The death of 18 year-old Michael Brown last month grabbed national headlines not only because the life of an unarmed youth was tragically stolen, but because of the underlying racial tensions that it exposed in the community of Ferguson, Mo. However, the growing protests and subsequent coverage showed that the racial tensions exposed are, in fact, pervasive across the country.

Brown’s death was merely one more instance of oppression the nation’s African American community felt at the hands of law enforcement; the reaction of the citizens was merely a reflection of the bubbling frustration that the community had been feeling.

In Ferguson, two-thirds of the residents are black. The police force is fifty-two strong and of the fifty-two police officers, only three are black. Ferguson is no exception. According to a government survey of 100 police departments across the country by the Bureau of Justice Statistics, the percentage of white officers in these departments was more than 30 percentage points higher than the communities they served. Moreover, while minority officers make up less than 25 percent of police departments, the national minority population is nearly 40 percent and is rapidly growing.

Diversity is particularly important in the law enforcement context because policing is most successful when it has the support of the community it serves. A lack of diversity does not mean that individual officers or even the department itself has racist undertones. However, a lack of diversity leads to a deficit of institutional knowledge of certain aspects of the community. Minorities tend to view police less favorably when officers do not represent the diversity of their communities. This creates tension between police departments and communities, which makes the job of policing that much harder and ultimately less effective.

Furthermore, police officers—in uniform or in squad cars—are very visible parts of American communities; thus, a diverse police department publicly displays a commitment to equal treatment of the law.
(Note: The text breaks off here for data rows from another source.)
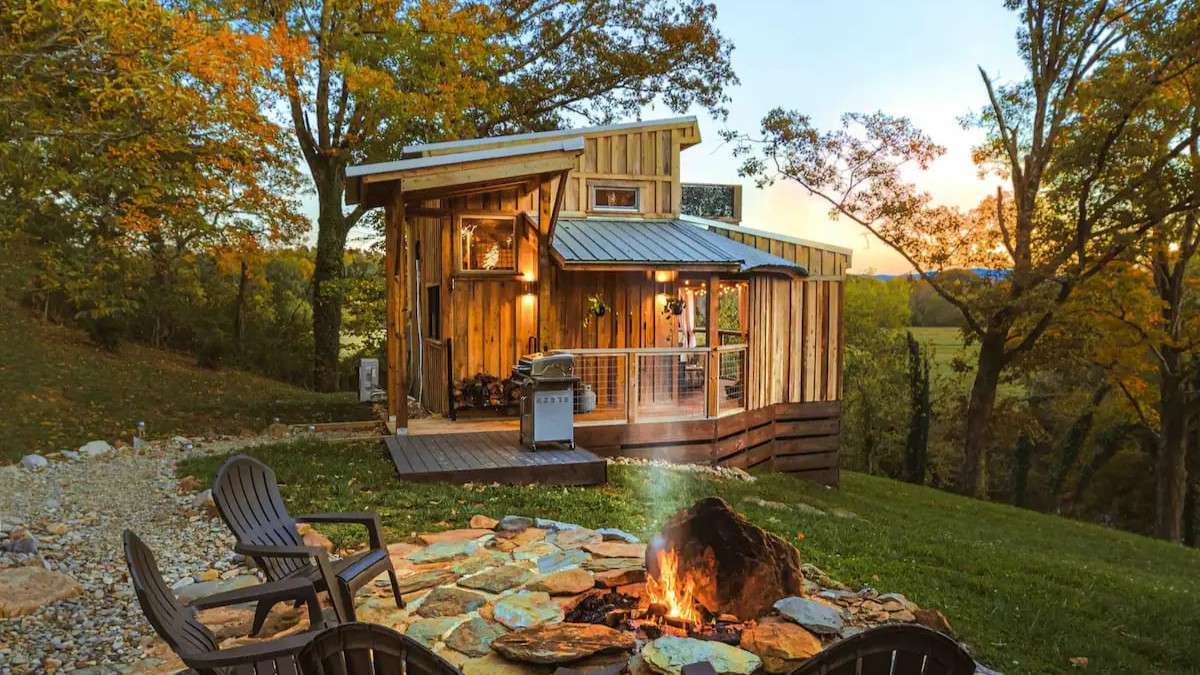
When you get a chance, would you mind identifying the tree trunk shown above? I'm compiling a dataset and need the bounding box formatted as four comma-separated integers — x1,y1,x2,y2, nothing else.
1154,347,1188,542
959,329,1008,498
312,169,349,392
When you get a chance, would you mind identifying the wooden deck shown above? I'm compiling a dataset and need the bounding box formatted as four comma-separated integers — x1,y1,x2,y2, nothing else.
384,431,608,485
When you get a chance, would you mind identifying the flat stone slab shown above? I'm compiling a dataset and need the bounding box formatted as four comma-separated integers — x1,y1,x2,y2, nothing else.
416,586,487,619
0,566,83,619
492,591,563,631
642,635,762,675
445,616,508,656
774,596,846,635
492,623,637,664
458,565,533,593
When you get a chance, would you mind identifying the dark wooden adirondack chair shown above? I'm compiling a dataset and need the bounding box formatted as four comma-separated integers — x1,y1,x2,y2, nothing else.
298,623,462,675
124,530,324,675
792,623,976,675
212,455,404,619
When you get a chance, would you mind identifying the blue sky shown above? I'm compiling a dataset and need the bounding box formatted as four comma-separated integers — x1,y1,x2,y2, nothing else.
680,0,1024,273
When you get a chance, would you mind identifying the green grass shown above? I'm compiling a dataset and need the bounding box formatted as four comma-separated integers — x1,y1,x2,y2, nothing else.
0,306,370,464
179,441,1200,674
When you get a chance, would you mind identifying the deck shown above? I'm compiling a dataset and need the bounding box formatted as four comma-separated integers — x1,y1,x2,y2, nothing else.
384,430,608,485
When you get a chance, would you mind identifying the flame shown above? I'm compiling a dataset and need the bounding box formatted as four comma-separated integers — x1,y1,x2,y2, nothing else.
646,548,703,625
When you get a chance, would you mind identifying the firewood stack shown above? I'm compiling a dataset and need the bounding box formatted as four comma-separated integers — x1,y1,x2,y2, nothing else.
454,372,521,412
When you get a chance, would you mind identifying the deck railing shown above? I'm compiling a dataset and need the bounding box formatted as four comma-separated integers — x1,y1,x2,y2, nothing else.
564,345,746,423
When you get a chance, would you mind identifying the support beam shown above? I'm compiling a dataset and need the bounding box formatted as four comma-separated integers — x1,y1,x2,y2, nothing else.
384,185,408,434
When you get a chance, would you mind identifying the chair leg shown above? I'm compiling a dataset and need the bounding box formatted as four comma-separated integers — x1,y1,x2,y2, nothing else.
250,601,275,638
388,567,404,609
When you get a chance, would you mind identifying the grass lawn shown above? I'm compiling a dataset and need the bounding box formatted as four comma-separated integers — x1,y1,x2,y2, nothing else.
0,305,370,464
179,441,1200,674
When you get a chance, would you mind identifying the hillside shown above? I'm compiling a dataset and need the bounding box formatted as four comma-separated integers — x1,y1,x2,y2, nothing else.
0,298,371,464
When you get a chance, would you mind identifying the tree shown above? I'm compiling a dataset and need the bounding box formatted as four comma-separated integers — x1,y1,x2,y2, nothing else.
197,0,736,390
726,0,1200,496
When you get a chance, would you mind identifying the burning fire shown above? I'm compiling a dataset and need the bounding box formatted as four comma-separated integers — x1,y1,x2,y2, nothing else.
646,548,703,626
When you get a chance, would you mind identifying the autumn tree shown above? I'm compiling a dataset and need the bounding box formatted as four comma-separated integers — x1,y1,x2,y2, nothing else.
727,0,1200,496
197,0,736,390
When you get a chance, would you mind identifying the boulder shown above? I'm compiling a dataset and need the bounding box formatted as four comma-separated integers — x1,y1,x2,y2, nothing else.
446,616,508,656
775,597,845,635
739,622,821,673
79,441,113,459
642,635,762,675
0,566,83,619
646,497,804,619
492,623,637,664
20,455,50,471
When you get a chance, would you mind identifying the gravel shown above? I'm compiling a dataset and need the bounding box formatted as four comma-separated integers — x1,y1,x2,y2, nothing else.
0,442,253,675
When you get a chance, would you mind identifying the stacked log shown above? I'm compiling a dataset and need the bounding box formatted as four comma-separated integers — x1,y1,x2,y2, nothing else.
454,372,521,412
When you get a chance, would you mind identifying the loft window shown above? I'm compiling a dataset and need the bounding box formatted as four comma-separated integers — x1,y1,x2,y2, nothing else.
592,185,640,211
458,216,517,271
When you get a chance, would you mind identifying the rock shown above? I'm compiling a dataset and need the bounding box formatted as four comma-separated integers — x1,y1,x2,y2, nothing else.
174,574,259,604
416,586,487,619
538,549,589,574
20,455,50,471
0,566,83,619
739,622,821,673
646,497,804,619
468,515,500,530
583,557,646,572
446,617,508,656
458,565,533,593
642,635,762,675
462,652,553,675
79,441,113,459
583,542,646,560
406,540,479,563
546,527,604,550
496,515,533,532
596,527,642,544
526,567,596,596
596,567,646,589
492,623,637,664
418,527,492,544
404,616,462,647
493,591,563,631
775,596,845,635
912,608,954,637
396,569,458,596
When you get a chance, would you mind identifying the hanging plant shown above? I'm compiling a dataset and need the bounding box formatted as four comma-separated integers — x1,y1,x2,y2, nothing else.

This soft capital is needed in order for trust to be established. Trust, then, translates into the community working with law enforcement, as opposed to working against because they are suspects.
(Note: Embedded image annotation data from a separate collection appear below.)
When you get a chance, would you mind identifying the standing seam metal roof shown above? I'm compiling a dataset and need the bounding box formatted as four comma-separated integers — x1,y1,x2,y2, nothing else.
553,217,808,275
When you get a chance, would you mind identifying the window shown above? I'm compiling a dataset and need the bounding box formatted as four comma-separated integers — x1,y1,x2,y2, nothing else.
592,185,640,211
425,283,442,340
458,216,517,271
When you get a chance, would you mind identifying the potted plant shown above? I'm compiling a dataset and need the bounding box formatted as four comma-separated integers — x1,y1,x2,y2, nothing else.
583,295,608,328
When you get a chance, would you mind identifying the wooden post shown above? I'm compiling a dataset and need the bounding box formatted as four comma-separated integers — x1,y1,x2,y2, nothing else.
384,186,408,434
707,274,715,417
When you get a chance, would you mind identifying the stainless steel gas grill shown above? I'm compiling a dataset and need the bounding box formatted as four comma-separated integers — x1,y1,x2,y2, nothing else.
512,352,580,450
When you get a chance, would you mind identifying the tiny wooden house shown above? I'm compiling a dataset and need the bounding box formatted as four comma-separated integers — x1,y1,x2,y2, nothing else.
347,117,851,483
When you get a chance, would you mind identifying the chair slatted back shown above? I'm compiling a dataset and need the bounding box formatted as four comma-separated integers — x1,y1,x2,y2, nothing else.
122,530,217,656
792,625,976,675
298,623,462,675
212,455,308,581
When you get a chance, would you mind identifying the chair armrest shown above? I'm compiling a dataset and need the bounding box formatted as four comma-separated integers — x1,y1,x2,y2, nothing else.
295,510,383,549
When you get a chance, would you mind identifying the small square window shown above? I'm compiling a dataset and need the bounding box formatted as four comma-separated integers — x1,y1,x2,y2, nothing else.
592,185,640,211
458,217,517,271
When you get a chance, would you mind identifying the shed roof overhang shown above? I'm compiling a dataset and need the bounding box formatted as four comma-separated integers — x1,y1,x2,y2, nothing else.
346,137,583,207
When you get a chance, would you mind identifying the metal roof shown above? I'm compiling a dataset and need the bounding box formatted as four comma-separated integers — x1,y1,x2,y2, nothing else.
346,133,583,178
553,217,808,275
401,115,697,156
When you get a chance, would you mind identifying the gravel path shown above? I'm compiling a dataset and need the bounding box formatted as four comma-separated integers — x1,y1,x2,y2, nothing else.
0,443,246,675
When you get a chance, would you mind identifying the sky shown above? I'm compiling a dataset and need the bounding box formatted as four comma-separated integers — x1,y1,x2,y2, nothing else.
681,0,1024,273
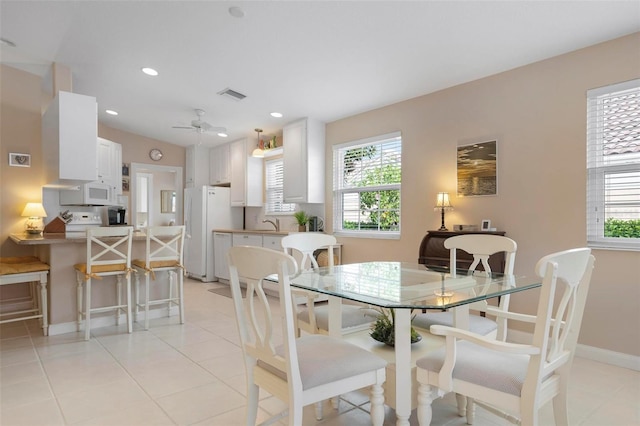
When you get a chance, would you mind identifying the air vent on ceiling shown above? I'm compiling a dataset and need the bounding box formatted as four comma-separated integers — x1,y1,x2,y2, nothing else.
218,87,247,101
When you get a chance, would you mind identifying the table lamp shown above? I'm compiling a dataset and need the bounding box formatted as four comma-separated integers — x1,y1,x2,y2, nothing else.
22,203,47,234
434,192,453,231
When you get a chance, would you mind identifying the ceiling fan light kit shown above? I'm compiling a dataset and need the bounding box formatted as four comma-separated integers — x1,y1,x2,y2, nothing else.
173,108,227,137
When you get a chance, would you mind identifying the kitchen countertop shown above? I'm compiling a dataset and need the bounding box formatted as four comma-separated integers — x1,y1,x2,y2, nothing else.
9,231,146,246
213,229,291,236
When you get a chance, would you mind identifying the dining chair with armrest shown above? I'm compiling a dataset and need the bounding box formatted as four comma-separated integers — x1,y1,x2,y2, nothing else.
413,234,518,341
282,232,378,335
416,248,595,426
227,246,387,426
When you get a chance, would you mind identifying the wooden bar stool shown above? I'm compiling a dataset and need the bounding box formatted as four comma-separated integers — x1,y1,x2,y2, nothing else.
131,225,185,330
0,256,49,336
74,226,133,340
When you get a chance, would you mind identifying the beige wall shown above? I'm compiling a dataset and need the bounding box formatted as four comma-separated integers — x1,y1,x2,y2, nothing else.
0,61,185,256
325,33,640,356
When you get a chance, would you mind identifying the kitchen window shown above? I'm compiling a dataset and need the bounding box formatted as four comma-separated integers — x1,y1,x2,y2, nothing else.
333,132,402,239
264,156,296,215
587,79,640,250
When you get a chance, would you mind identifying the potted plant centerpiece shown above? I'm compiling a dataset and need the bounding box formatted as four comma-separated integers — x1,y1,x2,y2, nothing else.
369,308,422,346
293,210,309,232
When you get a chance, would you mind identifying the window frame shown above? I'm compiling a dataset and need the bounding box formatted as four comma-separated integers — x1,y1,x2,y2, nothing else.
586,79,640,251
332,131,402,239
263,149,297,216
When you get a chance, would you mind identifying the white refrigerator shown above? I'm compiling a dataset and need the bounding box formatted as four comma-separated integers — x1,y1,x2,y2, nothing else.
184,186,244,282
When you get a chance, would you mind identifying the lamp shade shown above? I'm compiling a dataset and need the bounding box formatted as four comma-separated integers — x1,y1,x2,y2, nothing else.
436,192,453,207
22,203,47,217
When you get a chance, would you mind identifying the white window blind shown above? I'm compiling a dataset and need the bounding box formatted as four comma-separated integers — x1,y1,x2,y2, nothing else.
333,132,402,238
587,79,640,250
265,157,296,214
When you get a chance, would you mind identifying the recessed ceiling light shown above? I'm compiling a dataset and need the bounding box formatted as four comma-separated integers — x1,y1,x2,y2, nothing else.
142,67,158,77
229,6,244,18
0,38,16,47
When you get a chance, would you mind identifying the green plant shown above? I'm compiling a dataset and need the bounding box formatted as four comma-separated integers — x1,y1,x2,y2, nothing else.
293,210,309,226
369,308,422,346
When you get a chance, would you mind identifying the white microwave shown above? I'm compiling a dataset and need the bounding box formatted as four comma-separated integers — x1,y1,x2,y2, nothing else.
60,182,116,206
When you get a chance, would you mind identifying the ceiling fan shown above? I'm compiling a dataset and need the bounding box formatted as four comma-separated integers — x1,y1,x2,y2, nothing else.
173,109,227,133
This begs the question: why are the nation’s law enforcement and national security apparatuses not more reflective of the communities they serve?
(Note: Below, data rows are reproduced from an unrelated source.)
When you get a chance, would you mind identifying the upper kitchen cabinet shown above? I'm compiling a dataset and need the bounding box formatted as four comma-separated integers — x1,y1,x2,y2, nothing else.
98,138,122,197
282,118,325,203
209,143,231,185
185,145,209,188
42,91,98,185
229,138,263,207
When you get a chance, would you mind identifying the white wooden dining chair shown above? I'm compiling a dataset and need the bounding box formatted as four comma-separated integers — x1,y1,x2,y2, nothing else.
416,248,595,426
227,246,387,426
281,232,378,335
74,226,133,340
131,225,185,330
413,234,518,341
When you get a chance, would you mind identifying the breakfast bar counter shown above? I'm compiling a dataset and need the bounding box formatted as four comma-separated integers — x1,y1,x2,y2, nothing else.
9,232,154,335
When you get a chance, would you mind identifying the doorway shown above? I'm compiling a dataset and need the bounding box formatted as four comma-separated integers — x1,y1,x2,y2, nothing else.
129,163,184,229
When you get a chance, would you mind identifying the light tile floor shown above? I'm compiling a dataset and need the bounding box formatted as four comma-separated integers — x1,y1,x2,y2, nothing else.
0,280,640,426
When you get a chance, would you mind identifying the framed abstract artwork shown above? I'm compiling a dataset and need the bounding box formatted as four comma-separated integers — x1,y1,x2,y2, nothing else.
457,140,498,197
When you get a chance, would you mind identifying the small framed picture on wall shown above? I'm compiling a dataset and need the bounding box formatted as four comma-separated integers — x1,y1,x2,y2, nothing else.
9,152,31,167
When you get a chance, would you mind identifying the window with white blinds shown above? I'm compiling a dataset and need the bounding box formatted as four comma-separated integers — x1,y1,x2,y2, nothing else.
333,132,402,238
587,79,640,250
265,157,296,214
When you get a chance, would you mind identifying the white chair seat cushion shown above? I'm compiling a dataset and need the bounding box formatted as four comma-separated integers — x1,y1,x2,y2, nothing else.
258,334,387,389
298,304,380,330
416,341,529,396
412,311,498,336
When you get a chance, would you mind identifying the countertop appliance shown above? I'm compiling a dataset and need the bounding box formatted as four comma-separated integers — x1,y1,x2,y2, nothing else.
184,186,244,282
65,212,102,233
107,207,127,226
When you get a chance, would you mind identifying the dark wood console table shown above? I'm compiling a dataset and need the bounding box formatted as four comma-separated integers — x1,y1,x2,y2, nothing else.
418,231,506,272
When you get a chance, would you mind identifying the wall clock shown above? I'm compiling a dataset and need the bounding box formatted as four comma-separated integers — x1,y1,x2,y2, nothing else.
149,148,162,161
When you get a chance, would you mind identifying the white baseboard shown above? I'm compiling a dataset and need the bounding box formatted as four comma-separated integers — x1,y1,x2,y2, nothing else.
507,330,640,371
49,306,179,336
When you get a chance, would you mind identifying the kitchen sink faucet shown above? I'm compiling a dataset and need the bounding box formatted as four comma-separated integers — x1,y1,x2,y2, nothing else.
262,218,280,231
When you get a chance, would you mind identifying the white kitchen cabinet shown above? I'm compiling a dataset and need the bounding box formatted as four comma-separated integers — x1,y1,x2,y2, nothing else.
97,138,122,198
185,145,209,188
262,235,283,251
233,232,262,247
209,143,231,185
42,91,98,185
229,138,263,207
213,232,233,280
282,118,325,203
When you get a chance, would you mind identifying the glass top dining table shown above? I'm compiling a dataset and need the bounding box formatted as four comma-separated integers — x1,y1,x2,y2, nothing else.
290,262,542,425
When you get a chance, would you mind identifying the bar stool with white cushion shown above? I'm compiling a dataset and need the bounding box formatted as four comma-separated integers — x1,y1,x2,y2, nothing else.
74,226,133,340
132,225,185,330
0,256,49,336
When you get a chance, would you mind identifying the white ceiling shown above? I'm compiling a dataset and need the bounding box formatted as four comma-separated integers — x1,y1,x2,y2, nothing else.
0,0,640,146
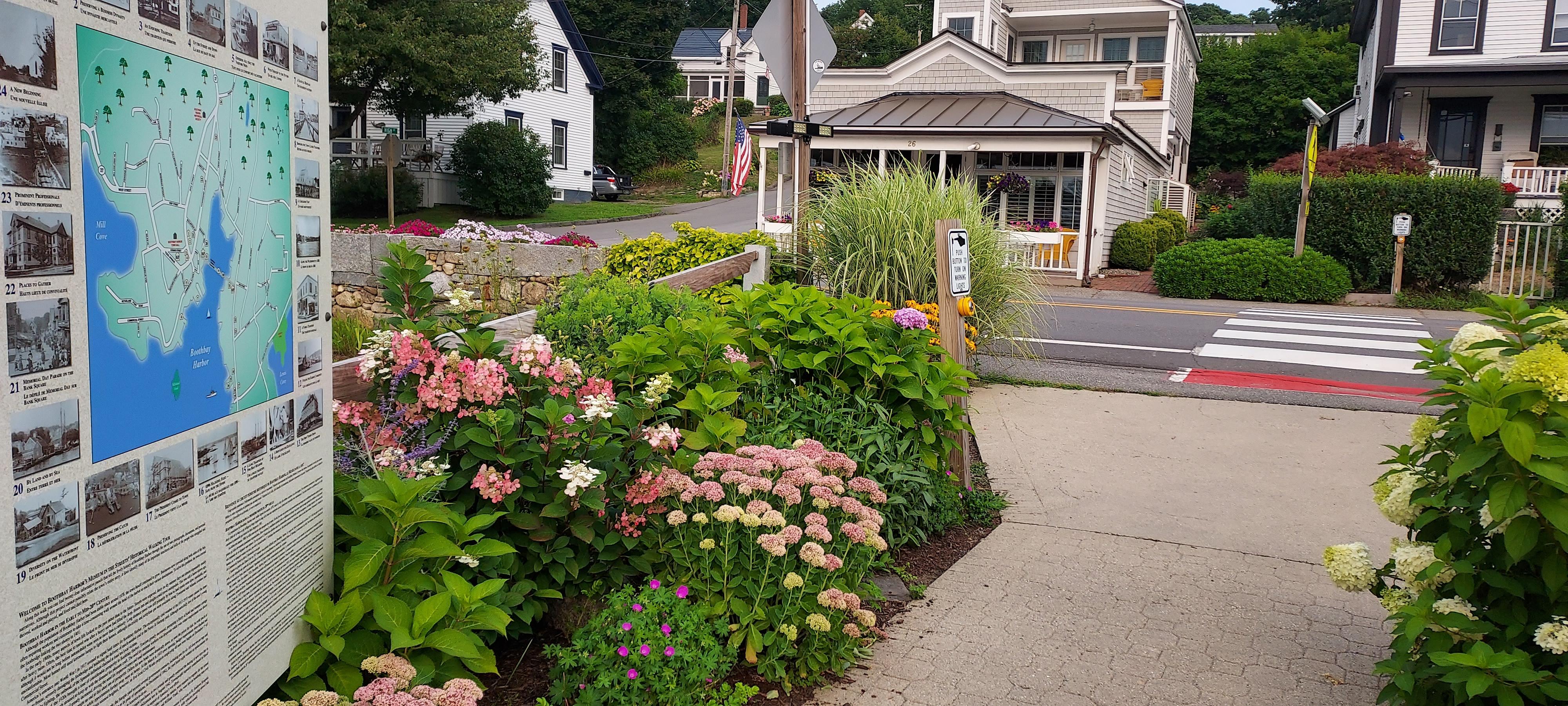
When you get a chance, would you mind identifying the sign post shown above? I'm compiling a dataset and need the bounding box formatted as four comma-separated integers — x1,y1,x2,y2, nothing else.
936,218,971,489
1389,213,1410,293
381,133,403,227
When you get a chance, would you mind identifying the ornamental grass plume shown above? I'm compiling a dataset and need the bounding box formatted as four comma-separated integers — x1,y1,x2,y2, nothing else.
1323,541,1377,591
Firstly, numerous barriers exist barring minority applicants from joining the police force. Thus, more must be done to bolster the diversity of law enforcement across the nation. Recruitment and retention standards should be reevaluated in order to attract and retain more diverse candidates while not compromising the quality of officers accepted.

Secondly, the Supreme Court has also gotten in the way of more diverse police departments. In a 2009 landmark case, Ricci v. DeStefano, the Court effectively rejected an effort by a Connecticut city to make its fire department more diverse. The Court’s reasoning can and has been applied to the police department context in U.S. v. Brennan. These rulings are unfortunate and devalue state and community interests. However, until these judicial decisions are overturned, police departments must be careful in the way diversity initiatives are structured so they are not struck down by the courts.

The mistrust of state power is not exclusive to African Americans. The American Muslim community similarly views the country’s national security apparatus with suspicion. While Susan Rice, an African American woman, is President Obama’s National Security Advisor, there are few American Muslims on the National Security staff. Similarly, there are no American Muslims serving in senior policy positions.

If most of the national security apparatus is unjustly focused on American Muslims and most of our foreign policy is focused on majority-Muslim countries, it would be in the United States’ best interest to appoint American Muslims to senior-level policy positions in order to provide a broader perspective and to ensure that the American Muslim community is involved in the political process and not marginalized. Diversity matters.